Right after his first trip to 14th century Cornwall, Dick is hooked. He is fascinated by what he sees, a complex story of interwoven families, betrayal, adultery and crime that is displayed before his very eyes with so much intensity and brightness that it seems more appealing than his real life.

Soon after the first trip he goes on the next one. Being “over there” doesn’t pose a problem but coming back has occasionally side effects like nausea and confusion. Additionally he never knows where he will return. It could be quite dangerous as there are roads and railway lines which didn’t exist in the 14th century England. The way du Maurier wrote these transitions has quite an effect on the reader as well. She blends the changing so well that I had almost the feeling I took part.

What is peculiar is the fact that both Magnus, who also went on trips, and Dick see everything that happens through the eyes of a man named Roger, a servant. On his first trip Dick sees Isolda a woman who moves him like Vita never could.

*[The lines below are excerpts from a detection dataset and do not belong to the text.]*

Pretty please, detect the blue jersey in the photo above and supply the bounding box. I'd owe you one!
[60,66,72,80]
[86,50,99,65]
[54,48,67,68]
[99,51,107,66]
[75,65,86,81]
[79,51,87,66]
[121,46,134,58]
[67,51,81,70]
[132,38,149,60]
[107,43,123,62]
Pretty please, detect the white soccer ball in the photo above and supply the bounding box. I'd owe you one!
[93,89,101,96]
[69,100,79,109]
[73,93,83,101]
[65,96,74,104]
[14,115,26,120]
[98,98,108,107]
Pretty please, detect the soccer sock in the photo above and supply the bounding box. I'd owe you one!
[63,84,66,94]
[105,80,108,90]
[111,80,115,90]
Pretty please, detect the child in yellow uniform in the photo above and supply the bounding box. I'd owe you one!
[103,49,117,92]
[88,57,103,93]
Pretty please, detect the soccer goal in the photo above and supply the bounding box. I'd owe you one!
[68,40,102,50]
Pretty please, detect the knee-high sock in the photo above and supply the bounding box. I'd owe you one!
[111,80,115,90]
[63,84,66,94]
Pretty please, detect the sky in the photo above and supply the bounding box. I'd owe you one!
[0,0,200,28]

Things start to go wrong after the first two trips. Vita arrives far too early and interferes with Dick’s wish of going on further trips. He will have to sneak out and try the drug behind their backs. The whole dynamic of their relationship is interesting. They have very different expectations. All Dick wants is to be left alone and go on trips, all she wants is to be with him and plan their future.

The House on the Strand is as much the portrait of an addiction as the story of a marriage going wrong. At the heart of it is a man who doesn’t know what he wants in his life and what direction it should take. He must learn to face the consequences of the decisions he has taken in the past. We wonder why he got married to Vita in the first place, they seem so ill-assorted.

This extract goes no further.